Looking west entering the park. More activity can be seen west of the Chicago River, including Amtrak trains into Union Station.
The park's boundaries are the Chicago River, the Canal St Railroad Bridge, Chinatown, Wentworth Ave, and the St. Charles Air Line Bride to the north, all of which can be seen very well from the park.

Top & Bottom Images taken by Mark Llanuza, first in 1982 and then in 2013 of the area.
I would think that Tom would have been pleased with the outcome of the park, as compared with the bustling Chinatown Square, it is tranquil and scenic. It's also a Water Taxi stop, so you're able to take a ride on the Chicago River to Downtown for a relatively low price. 

A pagoda shaped pavilion is the first thing park goers see after crossing the railroad tracks.
Looking south along the river, you can easily see the very active Canal St Railroad Bridge from the park.

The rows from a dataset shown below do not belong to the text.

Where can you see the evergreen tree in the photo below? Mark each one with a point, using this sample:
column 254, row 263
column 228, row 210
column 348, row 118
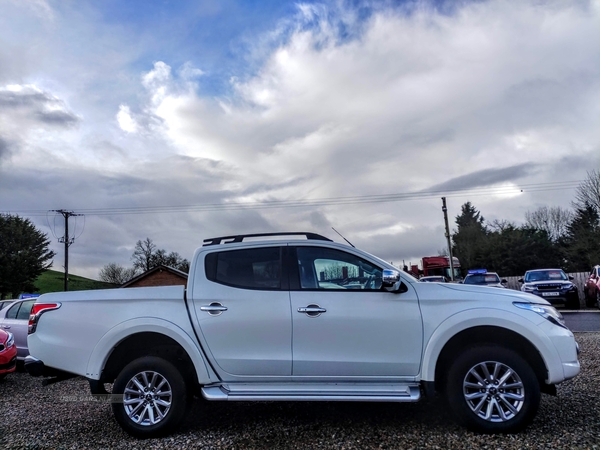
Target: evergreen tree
column 24, row 255
column 469, row 240
column 580, row 246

One interesting thing about the park was that there was someone playing a flute like instrument near the 18th St bridge, adding to the calm atmosphere in the otherwise busy area immediately south and west of here.
Memorial to Ping Tom, documenting his contribution to the creation of the park.

Of course, we couldn't leave without taking pictures of ourselves!

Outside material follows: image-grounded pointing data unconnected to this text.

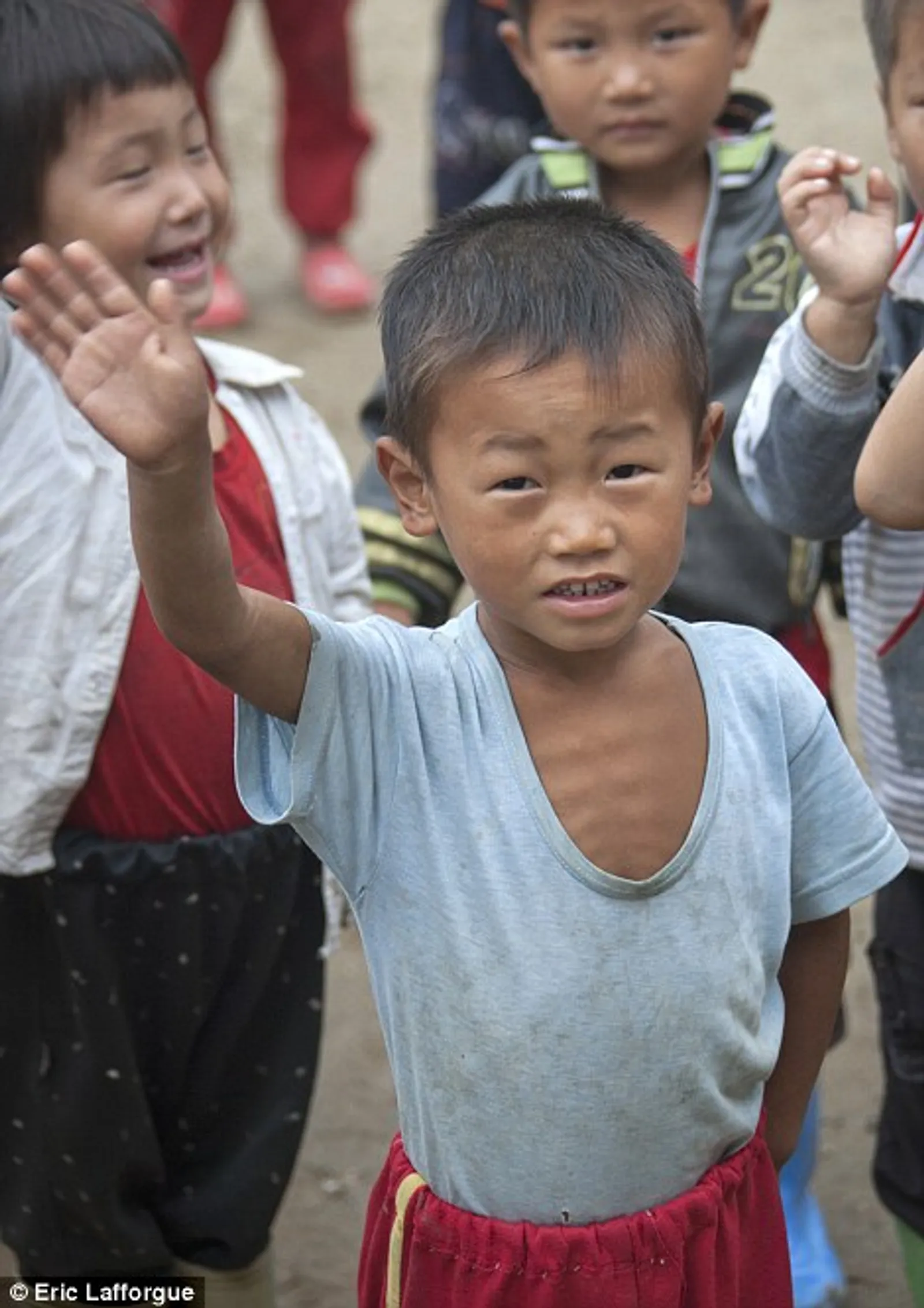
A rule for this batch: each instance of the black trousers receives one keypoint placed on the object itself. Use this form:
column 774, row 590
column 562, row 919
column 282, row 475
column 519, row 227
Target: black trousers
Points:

Thanks as always for reading, and as always, let us know what you thought, and if you have anything to add about Chinatown Square and Ping Tom Memorial Park!


  1. This is a nice summary of the transformation of this area. Since it is within walking distance of 18th Street over Amtrak and the 16th Street Tower, it is one of my favorite rail fanning places. One issue I spotted is that the active railroad is Canadian National, not BNSF. It seems I can't include a photo in a comment, so this link should take you to some photos of a CN train coming through the park:

    1. Dennis, thanks for the comment and kind words about the blog as well as the note that it is the CN, not BN, mainline. Your blog was also very informative in finding some photos and history of the area as well, so thank you for your work!

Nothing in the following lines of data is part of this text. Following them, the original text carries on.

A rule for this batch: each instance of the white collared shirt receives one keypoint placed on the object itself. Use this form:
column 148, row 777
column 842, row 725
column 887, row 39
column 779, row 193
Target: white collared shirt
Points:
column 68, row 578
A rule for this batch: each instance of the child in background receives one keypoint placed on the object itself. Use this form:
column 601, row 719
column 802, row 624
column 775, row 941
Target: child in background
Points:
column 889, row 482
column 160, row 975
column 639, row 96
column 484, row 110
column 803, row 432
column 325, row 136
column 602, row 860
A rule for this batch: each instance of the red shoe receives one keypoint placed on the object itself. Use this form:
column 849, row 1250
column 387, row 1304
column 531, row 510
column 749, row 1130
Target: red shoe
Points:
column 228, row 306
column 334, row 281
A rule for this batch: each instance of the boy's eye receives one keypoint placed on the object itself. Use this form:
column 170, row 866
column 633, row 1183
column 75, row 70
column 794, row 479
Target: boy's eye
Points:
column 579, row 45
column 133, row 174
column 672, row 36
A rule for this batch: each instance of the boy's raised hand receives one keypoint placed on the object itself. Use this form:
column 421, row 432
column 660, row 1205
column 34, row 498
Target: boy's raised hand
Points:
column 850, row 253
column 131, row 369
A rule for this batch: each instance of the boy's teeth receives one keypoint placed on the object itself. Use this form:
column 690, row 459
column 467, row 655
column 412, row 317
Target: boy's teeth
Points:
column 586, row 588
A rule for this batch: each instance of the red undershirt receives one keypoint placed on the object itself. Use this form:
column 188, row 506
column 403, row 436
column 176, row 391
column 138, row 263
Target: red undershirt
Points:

  2. Hello, thank you for the interesting blog post. I am an architecture student working on my master's thesis, focusing on reusing the closed Union Pacific container yard in Chinatown between W 23rd St and essentially the Dan Ryan. I was wondering if you had any resources about that history, construction, etc. Fascinating blog! Thanks, Juanita

    1. Hello and thanks for the comment. I do not, but I would check with the Santa Fe Historical Society, they would almost certainly have some items that would help you.

      Best of luck on your masters!

    2. Thanks so much for your quick reply! I will connect with the Santa Fe Historical Society per your suggestion. Thanks again for the interesting posts!